# Waiting to fill out survey



## indsport (Aug 29, 2003)

Finished the 2008 season with 0 deer after 20 straight years of success. Hunted all or part of 15 1/2 days of the season. By my estimate, walked an average of 6 miles per day and never road hunted. Saw 9 bucks 4 x 4 or bigger within 50 yards but had a doe tag. Two individuals I know that have been successful every year for the last 40+ years did not kill a deer this year. Saw entire herds of deer standing in unpicked corn more than once this season. Can't wait to see what the NDGF survey says about hunter success.


----------



## Coach529 (Dec 22, 2004)

You hunted for 15-1/2 days and did not fill a doe tag??

What unit were you hunting?


----------



## barebackjack (Sep 5, 2006)

indsport said:


> Finished the 2008 season with 0 deer after 20 straight years of success. Hunted all or part of 15 1/2 days of the season. By my estimate, walked an average of 6 miles per day and never road hunted. Saw 9 bucks 4 x 4 or bigger within 50 yards but had a doe tag. Two individuals I know that have been successful every year for the last 40+ years did not kill a deer this year. Saw entire herds of deer standing in unpicked corn more than once this season. Can't wait to see what the NDGF survey says about hunter success.


Thats why they call it hunting.


----------



## dakotashooter2 (Oct 31, 2003)

> By my estimate, walked an average of 6 miles per day


That explains it . You were moving to fast and missing them all.

I didn't get one either (doe). They were either too small or out of handgun/bow range.


----------



## hunt4P&amp;Y (Sep 23, 2004)

I did my share on subtracting the bumper benders! -7 does!


----------



## deerslayer80 (Mar 27, 2007)

I know I didn't have a problem finding deer in ND. On the other hand, I'm in WI now and the deer just aren't moving til dark. I know one of the big differences is where I'm at in ND there's snow on the ground and here in WI there isn't a stich to be found.

I heard the standing crops are/were ruining a lot of peoples seasons this year.


----------



## People (Jan 17, 2005)

I went down to the river bottoms south of Bismarck and I did not see any bucks but more does that you can shake a AR-15 at. My buddy said he saw a few small bucks all large spikes or small 3x3.


----------



## Maverick (Mar 4, 2002)

Our group put down 6 does and a couple of bucks. Easily could have filled our other 2 tags but we already have enough meat for sausage. No problem finding deer, although we were walking corn fields with slough bottoms in them. Yep that's where alot of deer were! First day I counted some where around 20-25 does.


----------



## kkaldor (Mar 5, 2007)

I don't even want to hear it...come to Central MN and then you can whine about no deer.


----------



## triwithzinger (Jul 2, 2008)

I shot my deer this year with a bow at the juntion of two shelterbelts with corn fields on every side one week before firearms opener. The deer move along the belts and only go into the corn to feed and protection. The way I figure, once you start pushing the deer, they go into the corn for protection and only come out at night, if ever.

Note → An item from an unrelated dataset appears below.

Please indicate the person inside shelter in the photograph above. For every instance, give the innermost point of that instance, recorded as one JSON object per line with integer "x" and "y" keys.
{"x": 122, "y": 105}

Moral of the story: when hunting in area with unpicked corn, sit tight and don't push the deer. Let them come to you. Obvously this works best on opening day, and anytime after that your odds keep getting worse


----------



## hunt4P&amp;Y (Sep 23, 2004)

kkaldor said:


> I don't even want to hear it...come to Central MN and then you can whine about no deer.


There is a reason non of us live there! :lol:


----------



## Acemallard (Sep 30, 2003)

This year was by far the worst I have ever had deer hunting. Hunted everyday or the season but 1 and saw 1 doe not counting the 11 I seen 1 night behind the 10 foot high fence neighbors put up around the land we have permission to hunt on to keep the deer away from us. Walked countless miles spent many hours in the stands and nothing to show for it. Plain and simple deer where all in the corn.


----------



## Ron Gilmore (Jan 7, 2003)

We did fine on deer this year as well. Did not fill a couple tags by choice but had opportunities to do so and did the least amount of pushing this year than we ever have.

Like someone mentioned we utilized the areas between the corn and sloughs and CRP. Worked well!


----------



## Coach529 (Dec 22, 2004)

Trophy hunting was a bit more challenging...........but filling a tag was no problem here in 2F2.


----------